Question

How do you solve equations of the form `ax^(3/2)+rx+s = 0` ?

Answer 1

See explanation...

Explanation:

Given:

`ax^(3/2)+rx+s = 0`

We can make this into a cubic polynomial using the substitution `t=x^(1/2)` to get:

`at^3+rt^2+s = 0`

Then we can solve this cubic to give three values of `t` and hence of `x=t^2`.

One thing to watch out for is that because of the conventions for the principal square root of `x`, the only values for `t` that yield solutions of the original equation are complex (possibly real) numbers with `Arg(t) in (-pi/2, pi/2]`.

It is possible for a cubic of the form `at^3+rt^2+s` to have `0, 1` or `2` roots in the required range, yielding `0, 1` or `2` complex (possibly real) solutions to the original equation.

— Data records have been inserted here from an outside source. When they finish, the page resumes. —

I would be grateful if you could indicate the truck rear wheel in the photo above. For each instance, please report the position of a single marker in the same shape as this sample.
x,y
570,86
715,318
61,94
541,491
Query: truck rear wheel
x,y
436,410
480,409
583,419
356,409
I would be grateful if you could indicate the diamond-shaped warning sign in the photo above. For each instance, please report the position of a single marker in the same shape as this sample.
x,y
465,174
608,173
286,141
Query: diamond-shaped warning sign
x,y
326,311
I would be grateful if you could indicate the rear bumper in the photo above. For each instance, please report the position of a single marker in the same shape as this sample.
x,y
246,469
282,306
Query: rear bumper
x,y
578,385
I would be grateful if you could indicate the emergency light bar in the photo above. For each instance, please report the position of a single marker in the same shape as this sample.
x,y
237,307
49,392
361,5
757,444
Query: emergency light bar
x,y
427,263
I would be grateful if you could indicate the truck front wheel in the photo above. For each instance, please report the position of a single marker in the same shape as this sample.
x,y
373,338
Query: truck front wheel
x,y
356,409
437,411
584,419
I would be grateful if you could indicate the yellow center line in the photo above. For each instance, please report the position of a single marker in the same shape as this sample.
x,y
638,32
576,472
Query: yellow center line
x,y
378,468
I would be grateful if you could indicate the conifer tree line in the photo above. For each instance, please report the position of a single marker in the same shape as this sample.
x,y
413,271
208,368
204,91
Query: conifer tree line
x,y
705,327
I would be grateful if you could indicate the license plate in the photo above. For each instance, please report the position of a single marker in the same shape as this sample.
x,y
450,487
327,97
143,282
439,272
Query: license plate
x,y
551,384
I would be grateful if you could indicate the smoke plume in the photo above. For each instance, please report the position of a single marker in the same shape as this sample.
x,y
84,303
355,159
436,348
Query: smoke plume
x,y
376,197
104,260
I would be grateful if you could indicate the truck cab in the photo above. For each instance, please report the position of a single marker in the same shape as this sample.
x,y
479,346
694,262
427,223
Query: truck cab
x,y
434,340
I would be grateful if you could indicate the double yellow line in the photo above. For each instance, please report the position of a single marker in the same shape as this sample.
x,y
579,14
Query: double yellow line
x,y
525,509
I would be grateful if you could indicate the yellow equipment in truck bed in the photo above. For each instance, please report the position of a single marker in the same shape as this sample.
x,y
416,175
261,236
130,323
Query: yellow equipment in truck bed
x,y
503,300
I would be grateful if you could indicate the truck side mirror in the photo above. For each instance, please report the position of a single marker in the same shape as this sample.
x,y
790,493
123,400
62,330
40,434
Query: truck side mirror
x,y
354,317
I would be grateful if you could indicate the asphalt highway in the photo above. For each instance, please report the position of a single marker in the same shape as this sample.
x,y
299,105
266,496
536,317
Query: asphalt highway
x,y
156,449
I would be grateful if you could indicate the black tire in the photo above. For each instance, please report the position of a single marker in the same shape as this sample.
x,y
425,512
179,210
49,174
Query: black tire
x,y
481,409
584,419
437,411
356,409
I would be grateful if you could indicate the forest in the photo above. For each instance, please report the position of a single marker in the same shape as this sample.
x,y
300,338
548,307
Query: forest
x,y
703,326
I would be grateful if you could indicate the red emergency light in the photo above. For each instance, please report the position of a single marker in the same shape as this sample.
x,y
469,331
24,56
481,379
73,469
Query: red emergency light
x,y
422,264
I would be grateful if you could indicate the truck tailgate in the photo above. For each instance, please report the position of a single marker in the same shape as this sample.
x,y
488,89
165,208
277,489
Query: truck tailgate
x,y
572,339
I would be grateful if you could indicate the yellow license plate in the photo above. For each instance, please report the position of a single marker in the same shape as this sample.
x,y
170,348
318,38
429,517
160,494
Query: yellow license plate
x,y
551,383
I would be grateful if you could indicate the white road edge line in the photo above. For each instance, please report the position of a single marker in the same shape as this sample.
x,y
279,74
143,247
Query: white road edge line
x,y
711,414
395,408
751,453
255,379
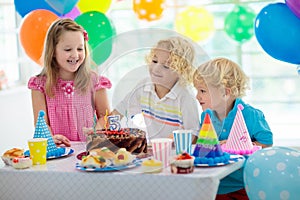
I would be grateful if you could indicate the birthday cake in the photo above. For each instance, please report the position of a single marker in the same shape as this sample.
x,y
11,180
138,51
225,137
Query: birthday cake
x,y
132,139
208,149
239,141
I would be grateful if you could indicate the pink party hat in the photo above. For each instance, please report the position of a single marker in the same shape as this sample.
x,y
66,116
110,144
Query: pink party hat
x,y
239,141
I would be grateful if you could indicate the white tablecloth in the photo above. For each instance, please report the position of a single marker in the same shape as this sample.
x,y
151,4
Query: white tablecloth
x,y
59,179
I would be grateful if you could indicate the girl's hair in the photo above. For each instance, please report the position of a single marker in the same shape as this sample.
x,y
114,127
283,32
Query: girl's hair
x,y
181,58
82,79
222,72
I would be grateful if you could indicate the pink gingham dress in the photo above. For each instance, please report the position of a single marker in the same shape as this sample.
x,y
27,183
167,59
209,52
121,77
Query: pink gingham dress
x,y
69,111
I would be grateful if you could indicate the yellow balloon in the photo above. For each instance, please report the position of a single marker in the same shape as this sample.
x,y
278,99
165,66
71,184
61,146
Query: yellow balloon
x,y
93,5
195,22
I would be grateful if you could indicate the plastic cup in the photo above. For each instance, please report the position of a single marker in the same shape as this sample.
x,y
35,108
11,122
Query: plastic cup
x,y
38,150
161,148
183,141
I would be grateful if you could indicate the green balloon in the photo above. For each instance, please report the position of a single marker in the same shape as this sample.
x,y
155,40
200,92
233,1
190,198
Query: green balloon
x,y
100,31
239,23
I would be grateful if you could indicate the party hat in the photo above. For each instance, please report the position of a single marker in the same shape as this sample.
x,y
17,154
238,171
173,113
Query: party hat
x,y
239,141
208,149
42,131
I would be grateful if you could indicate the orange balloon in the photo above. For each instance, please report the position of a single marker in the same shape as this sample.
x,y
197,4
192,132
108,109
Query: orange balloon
x,y
33,32
148,9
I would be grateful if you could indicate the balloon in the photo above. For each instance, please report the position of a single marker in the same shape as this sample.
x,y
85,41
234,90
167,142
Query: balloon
x,y
25,7
239,23
72,14
62,6
94,5
294,6
33,32
148,9
273,173
277,30
196,23
100,34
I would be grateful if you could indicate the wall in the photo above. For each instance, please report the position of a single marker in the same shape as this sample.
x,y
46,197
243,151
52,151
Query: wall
x,y
16,118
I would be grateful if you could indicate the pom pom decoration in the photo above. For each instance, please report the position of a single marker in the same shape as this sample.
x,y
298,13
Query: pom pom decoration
x,y
62,6
196,23
93,5
100,33
239,23
149,10
273,173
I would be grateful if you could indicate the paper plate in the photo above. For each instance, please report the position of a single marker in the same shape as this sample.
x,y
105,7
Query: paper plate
x,y
232,159
65,152
135,163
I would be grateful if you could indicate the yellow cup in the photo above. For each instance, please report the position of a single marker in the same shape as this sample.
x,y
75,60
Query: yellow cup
x,y
38,150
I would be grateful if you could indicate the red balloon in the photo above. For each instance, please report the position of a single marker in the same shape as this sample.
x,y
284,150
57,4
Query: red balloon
x,y
33,32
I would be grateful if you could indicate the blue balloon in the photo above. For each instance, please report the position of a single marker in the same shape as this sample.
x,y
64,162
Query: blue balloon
x,y
24,7
62,6
277,30
273,173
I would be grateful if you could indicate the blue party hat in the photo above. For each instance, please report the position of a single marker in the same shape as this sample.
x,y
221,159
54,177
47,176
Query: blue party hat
x,y
42,131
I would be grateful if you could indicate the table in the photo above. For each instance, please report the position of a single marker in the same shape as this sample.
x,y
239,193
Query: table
x,y
59,179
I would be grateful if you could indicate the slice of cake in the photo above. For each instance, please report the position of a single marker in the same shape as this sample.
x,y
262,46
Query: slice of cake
x,y
239,141
152,166
182,164
208,149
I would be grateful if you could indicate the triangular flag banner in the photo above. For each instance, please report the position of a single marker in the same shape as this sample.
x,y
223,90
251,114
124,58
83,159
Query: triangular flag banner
x,y
208,149
239,141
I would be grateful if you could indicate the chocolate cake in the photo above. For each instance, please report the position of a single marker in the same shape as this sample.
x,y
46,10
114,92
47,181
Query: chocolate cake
x,y
133,139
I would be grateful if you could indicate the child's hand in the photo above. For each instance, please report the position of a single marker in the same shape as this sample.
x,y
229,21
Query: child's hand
x,y
60,139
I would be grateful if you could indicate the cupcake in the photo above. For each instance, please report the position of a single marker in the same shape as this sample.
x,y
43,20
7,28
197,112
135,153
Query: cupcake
x,y
10,154
93,162
182,164
152,166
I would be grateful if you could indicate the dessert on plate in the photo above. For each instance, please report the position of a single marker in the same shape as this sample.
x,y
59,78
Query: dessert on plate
x,y
152,166
182,164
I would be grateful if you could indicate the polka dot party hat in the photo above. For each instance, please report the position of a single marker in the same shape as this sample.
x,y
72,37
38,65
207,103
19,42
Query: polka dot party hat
x,y
42,131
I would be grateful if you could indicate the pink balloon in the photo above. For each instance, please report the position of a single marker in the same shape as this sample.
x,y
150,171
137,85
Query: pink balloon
x,y
72,14
294,6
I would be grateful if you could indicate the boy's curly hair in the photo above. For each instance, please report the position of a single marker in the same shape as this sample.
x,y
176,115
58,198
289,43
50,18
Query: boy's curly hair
x,y
181,58
222,72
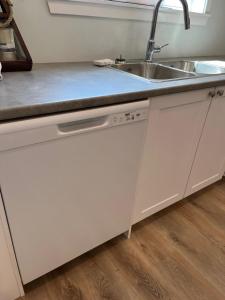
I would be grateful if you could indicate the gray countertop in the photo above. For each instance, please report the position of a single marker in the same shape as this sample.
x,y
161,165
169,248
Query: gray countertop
x,y
61,87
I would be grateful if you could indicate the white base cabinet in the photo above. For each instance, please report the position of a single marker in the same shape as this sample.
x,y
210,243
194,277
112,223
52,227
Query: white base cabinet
x,y
10,287
209,163
174,129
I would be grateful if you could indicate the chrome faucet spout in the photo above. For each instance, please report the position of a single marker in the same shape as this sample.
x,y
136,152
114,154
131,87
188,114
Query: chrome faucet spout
x,y
151,49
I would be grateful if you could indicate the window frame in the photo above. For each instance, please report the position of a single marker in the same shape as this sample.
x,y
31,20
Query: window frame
x,y
123,10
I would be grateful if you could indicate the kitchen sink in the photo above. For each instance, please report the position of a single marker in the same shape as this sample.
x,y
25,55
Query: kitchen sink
x,y
154,71
198,67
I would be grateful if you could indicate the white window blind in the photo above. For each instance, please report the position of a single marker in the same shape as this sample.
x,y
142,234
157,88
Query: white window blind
x,y
198,6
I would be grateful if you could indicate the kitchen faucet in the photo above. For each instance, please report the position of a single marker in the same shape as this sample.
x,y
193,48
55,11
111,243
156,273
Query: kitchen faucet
x,y
151,49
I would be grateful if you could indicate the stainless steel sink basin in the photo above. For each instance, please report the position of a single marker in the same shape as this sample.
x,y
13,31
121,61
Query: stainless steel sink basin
x,y
198,67
154,72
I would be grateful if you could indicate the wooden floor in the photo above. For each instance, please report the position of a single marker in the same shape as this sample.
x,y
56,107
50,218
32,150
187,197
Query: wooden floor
x,y
177,254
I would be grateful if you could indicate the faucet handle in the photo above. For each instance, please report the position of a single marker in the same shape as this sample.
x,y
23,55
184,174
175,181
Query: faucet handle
x,y
163,46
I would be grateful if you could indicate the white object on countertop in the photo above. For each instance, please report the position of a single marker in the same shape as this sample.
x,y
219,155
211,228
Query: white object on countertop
x,y
1,77
104,62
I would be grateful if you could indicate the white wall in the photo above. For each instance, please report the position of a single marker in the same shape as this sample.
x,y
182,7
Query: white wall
x,y
52,38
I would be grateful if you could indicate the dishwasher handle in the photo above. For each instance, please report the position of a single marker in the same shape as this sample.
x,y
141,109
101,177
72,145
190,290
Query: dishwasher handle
x,y
82,126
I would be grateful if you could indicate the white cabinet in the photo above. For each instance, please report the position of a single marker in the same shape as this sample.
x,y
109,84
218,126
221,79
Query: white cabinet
x,y
68,182
175,126
9,286
209,161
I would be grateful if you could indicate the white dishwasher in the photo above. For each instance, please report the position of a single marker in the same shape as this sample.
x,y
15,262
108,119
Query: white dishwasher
x,y
68,182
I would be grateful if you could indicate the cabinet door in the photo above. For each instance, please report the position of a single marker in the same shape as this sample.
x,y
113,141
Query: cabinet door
x,y
209,162
175,126
9,289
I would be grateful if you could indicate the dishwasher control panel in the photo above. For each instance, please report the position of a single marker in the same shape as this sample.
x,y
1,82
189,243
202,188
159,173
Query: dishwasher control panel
x,y
128,117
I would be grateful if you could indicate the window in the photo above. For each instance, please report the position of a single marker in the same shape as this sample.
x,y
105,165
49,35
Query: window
x,y
198,6
141,10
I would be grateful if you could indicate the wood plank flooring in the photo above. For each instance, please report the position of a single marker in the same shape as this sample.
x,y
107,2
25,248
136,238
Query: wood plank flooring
x,y
178,254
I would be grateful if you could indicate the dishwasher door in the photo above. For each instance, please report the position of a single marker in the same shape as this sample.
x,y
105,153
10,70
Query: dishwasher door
x,y
68,182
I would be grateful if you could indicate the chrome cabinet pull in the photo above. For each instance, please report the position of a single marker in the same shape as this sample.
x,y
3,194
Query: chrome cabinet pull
x,y
212,94
220,93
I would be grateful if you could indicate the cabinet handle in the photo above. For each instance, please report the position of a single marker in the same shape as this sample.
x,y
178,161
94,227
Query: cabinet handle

Note that `3` suitable roots is not possible, since the sum of the reciprocals of the roots must be `0`.

In particular, if the cubic has two positive real solutions and one negative one, then the original equation has exactly two real solutions and no others. For example:

`0 = (t-1)(2t-1)(3t+1)`

`color(white)(0) = (2t^2-3t+1)(3t+1)`

`color(white)(0) = 6t^3-7t^2+1`

So:

`6x^(3/2)-7x+1 = 0`

has exactly two solutions, both of which are real, namely `x=1` and `x=1/4`.

In practice, if `s!=0`, then to get a simpler cubic to solve, use the substitution `t = x^(-1/2)` and solve this cubic instead:

`st^3+rt+a = 0`

This can then be solved using Cardano's method or by using a trigonometric (`t = kcos theta`) substitution.